How safe do you want to be, and for how long? Will today’s standards protect you from the risks you’ll face 10 or 20 years from now? You can make the choice to learn about the building code requirements that provide for greater safety and security. You can choose the level of protection you want your home to provide. Choosing to build a little higher and a little stronger now is smart. While no construction method can entirely eliminate risk, building to proven wind and flood standards can significantly reduce your home’s vulnerability to hurricane forces. And using construction dollars wisely can buy you benefits you may not realize.

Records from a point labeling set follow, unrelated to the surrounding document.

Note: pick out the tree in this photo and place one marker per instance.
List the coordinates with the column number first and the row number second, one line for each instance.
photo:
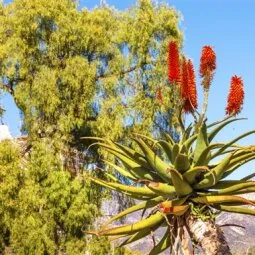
column 72, row 73
column 181, row 183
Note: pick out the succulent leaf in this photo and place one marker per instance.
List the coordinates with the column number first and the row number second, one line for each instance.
column 202, row 142
column 144, row 205
column 215, row 131
column 147, row 223
column 191, row 175
column 182, row 163
column 167, row 147
column 215, row 174
column 162, row 189
column 156, row 163
column 181, row 186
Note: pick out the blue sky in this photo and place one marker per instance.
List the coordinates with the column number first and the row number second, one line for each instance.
column 226, row 25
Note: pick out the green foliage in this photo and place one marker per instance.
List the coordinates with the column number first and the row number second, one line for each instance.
column 42, row 211
column 72, row 73
column 177, row 191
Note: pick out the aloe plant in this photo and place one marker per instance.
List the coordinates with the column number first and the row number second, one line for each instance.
column 181, row 184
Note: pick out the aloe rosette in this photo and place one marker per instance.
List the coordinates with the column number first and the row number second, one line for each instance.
column 182, row 184
column 175, row 179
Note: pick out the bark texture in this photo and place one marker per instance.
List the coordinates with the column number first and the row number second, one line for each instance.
column 209, row 236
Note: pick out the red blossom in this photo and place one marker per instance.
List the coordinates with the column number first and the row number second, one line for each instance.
column 207, row 61
column 185, row 80
column 188, row 88
column 235, row 96
column 173, row 63
column 159, row 95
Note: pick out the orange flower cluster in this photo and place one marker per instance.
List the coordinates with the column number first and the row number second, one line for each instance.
column 188, row 89
column 207, row 61
column 235, row 96
column 173, row 63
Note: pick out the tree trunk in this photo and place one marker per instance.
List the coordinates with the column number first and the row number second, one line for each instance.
column 208, row 236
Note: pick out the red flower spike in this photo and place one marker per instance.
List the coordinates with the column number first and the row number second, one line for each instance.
column 191, row 104
column 173, row 63
column 185, row 80
column 207, row 61
column 159, row 95
column 188, row 89
column 235, row 96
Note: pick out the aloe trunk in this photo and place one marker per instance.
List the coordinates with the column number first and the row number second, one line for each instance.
column 208, row 235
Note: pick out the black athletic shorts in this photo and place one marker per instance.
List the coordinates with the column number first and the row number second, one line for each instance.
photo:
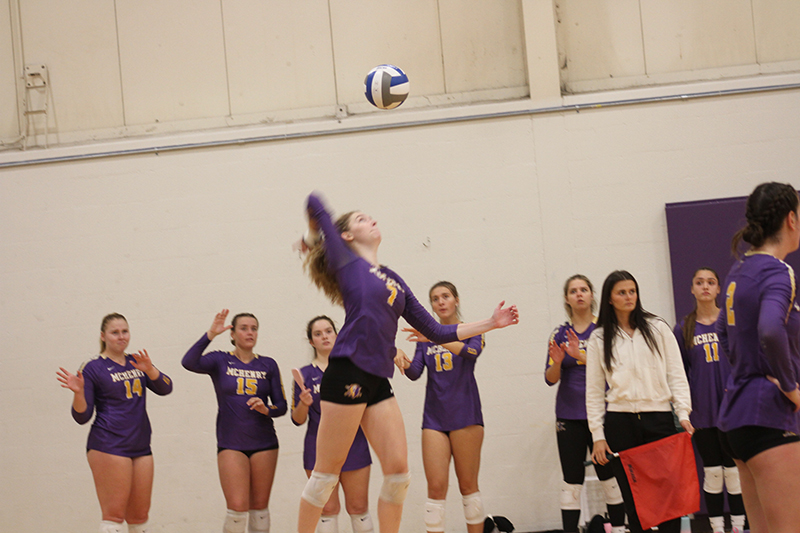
column 345, row 383
column 746, row 442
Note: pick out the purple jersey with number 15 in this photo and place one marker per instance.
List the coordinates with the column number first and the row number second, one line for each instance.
column 451, row 394
column 118, row 394
column 759, row 330
column 571, row 396
column 357, row 458
column 374, row 299
column 238, row 426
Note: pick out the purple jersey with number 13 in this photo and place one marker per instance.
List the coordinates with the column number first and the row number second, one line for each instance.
column 118, row 394
column 374, row 299
column 451, row 394
column 759, row 329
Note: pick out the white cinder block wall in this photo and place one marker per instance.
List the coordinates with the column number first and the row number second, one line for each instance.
column 506, row 209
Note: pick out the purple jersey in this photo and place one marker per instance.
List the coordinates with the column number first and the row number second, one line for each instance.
column 451, row 394
column 118, row 393
column 571, row 396
column 759, row 330
column 374, row 299
column 707, row 369
column 235, row 382
column 358, row 457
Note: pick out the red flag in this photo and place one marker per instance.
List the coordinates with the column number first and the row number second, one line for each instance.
column 663, row 479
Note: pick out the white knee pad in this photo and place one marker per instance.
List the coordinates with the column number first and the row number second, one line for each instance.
column 571, row 497
column 434, row 515
column 107, row 526
column 362, row 523
column 259, row 521
column 395, row 488
column 235, row 522
column 712, row 479
column 611, row 491
column 319, row 488
column 139, row 528
column 732, row 482
column 328, row 524
column 473, row 508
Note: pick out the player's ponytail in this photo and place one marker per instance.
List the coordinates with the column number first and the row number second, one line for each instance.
column 767, row 208
column 316, row 264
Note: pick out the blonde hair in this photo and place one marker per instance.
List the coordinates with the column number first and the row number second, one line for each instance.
column 316, row 263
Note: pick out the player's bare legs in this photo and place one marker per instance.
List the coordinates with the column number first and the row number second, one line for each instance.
column 383, row 425
column 113, row 476
column 466, row 445
column 770, row 487
column 337, row 428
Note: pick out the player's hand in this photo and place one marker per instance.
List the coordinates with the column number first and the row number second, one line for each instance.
column 141, row 361
column 573, row 346
column 503, row 317
column 306, row 398
column 73, row 382
column 794, row 396
column 218, row 325
column 402, row 361
column 599, row 452
column 556, row 352
column 415, row 336
column 257, row 404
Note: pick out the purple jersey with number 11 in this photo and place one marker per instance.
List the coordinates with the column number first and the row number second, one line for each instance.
column 238, row 426
column 451, row 395
column 571, row 396
column 118, row 393
column 707, row 369
column 357, row 458
column 759, row 329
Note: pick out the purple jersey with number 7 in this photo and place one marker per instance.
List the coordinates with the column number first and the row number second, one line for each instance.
column 118, row 394
column 374, row 300
column 759, row 330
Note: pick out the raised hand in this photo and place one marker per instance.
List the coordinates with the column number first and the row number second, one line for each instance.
column 503, row 317
column 556, row 352
column 402, row 361
column 415, row 336
column 73, row 382
column 218, row 325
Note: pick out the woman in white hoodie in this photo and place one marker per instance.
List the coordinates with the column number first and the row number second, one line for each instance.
column 635, row 353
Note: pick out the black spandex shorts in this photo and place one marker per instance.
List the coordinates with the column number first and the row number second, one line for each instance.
column 345, row 383
column 746, row 442
column 248, row 453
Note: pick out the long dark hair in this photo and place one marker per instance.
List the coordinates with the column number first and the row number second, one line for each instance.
column 767, row 208
column 690, row 320
column 316, row 263
column 607, row 318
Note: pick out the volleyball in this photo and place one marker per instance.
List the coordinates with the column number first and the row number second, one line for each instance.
column 386, row 86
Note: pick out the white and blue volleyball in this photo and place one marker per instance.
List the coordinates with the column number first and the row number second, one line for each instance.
column 386, row 86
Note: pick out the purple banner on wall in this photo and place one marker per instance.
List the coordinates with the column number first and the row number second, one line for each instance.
column 700, row 235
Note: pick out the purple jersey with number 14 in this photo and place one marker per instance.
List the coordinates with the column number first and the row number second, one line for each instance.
column 374, row 299
column 118, row 393
column 451, row 395
column 571, row 396
column 759, row 330
column 238, row 426
column 357, row 458
column 707, row 369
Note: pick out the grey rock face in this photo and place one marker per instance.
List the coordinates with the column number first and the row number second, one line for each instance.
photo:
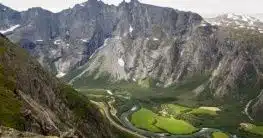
column 134, row 41
column 237, row 22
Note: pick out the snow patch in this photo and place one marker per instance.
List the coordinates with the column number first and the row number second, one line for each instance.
column 109, row 92
column 12, row 28
column 60, row 74
column 130, row 29
column 82, row 5
column 39, row 40
column 134, row 108
column 57, row 42
column 155, row 39
column 121, row 62
column 203, row 24
column 84, row 40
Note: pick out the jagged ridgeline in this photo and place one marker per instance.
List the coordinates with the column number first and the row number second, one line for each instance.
column 33, row 100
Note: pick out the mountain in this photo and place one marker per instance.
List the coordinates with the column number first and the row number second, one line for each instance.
column 137, row 42
column 35, row 101
column 237, row 22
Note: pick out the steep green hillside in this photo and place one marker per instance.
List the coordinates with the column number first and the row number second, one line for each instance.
column 33, row 100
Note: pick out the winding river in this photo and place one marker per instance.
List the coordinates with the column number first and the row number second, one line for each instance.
column 204, row 132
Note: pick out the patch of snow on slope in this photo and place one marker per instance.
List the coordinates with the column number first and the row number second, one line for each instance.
column 84, row 40
column 82, row 5
column 57, row 42
column 155, row 39
column 232, row 16
column 12, row 28
column 39, row 40
column 130, row 29
column 60, row 74
column 121, row 62
column 109, row 92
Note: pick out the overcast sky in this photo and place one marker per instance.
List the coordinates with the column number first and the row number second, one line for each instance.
column 204, row 7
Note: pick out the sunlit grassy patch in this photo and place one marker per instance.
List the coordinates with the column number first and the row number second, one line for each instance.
column 145, row 119
column 148, row 120
column 252, row 128
column 175, row 126
column 177, row 109
column 203, row 111
column 219, row 135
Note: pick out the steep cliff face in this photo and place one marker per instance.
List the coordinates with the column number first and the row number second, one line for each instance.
column 135, row 41
column 32, row 100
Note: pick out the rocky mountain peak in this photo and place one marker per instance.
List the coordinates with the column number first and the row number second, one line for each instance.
column 237, row 21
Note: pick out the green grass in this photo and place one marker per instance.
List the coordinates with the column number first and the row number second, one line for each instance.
column 247, row 127
column 200, row 111
column 176, row 109
column 175, row 126
column 10, row 105
column 145, row 119
column 75, row 101
column 219, row 135
column 148, row 120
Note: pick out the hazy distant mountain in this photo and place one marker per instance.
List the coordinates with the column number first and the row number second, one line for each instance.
column 135, row 41
column 237, row 22
column 33, row 100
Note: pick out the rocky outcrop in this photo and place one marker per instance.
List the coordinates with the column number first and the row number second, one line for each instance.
column 135, row 41
column 38, row 102
column 6, row 132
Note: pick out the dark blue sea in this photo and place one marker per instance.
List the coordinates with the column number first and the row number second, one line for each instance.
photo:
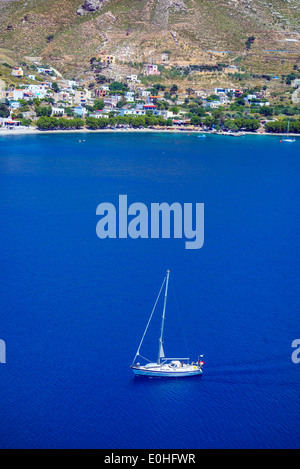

Think about this… Would you rather cope with major rebuilding after a disaster, or avoid much of the destruction in the first place? If you don’t build stronger, in some ways you are choosing to raise your risk of sustaining damage. Choices you make now can help avoid the struggle of restoring or rebuilding your home after the next hurricane.
When you make the choice to build to higher standards, even when not required by the building code for your area, you are choosing to spare your family hurricane-related heartache in the future. By elevating a little more, using impact windows or shutters, or installing high-wind roofing, you will benefit down the road.